- Born: 9 August 1803 Bristol, England
- Died: 5 January 1888 (aged 84)
- Occupation: Journalist

= Thomas Latimer (journalist) =

British journalist (1803–1888)

Thomas Latimer (9 August 1803 – 5 January 1888) was a British journalist and campaigner.

== Life and career ==

Born in Bristol but raised mostly in London, Latimer left London for Exeter in 1827. The same year he took up his first job as a reporter for the Devonshire Chronicle and Exeter News. Within a few years, he became editor of the Western Times, which he strengthened into a force against corruption and injustice. Under his leadership, the paper gained a reputation for 'championing the yeoman and working man'.

While serving as editor of the Exeter and Plymouth Gazette, Latimer formed a lifelong friendship with Charles Dickens.

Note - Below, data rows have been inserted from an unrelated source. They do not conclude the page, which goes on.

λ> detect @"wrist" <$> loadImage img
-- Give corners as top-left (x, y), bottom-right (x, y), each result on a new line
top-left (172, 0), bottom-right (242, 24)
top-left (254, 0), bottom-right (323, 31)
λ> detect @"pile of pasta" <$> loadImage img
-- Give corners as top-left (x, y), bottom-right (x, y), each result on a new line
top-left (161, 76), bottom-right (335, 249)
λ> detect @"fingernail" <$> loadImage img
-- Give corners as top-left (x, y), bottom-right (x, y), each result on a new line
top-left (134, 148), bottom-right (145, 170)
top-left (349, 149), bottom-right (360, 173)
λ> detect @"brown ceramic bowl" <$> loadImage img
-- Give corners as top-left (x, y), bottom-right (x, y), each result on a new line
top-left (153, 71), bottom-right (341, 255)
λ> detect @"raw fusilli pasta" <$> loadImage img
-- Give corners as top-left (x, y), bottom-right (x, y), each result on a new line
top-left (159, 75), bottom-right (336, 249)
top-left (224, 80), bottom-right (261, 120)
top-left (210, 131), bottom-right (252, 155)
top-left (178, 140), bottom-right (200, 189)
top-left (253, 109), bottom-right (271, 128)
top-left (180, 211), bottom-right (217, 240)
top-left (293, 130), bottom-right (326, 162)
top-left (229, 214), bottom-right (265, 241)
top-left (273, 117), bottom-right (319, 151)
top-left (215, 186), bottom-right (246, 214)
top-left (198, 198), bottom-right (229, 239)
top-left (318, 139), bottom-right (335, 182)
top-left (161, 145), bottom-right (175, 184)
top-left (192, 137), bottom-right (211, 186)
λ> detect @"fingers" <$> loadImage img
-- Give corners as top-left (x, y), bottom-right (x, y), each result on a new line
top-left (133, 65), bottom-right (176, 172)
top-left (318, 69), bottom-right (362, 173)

Latimer became known nationally for his political struggle with the Bishop of Exeter, Henry Phillpotts. When the Bishop charged Latimer with criminal libel, Alexander Cockburn QC defended him without a fee on the basis that what Latimer had said in his criticisms of the Bishop had been true; Latimer was acquitted.

In addition to his career as a journalist, Latimer became an Exeter councillor, an overseer of the poor and an improvement commissioner. In 1851, he was appointed a Justice of the Peace.

Latimer was a well-known walker, once walking the 170 miles from London to Exeter in three days.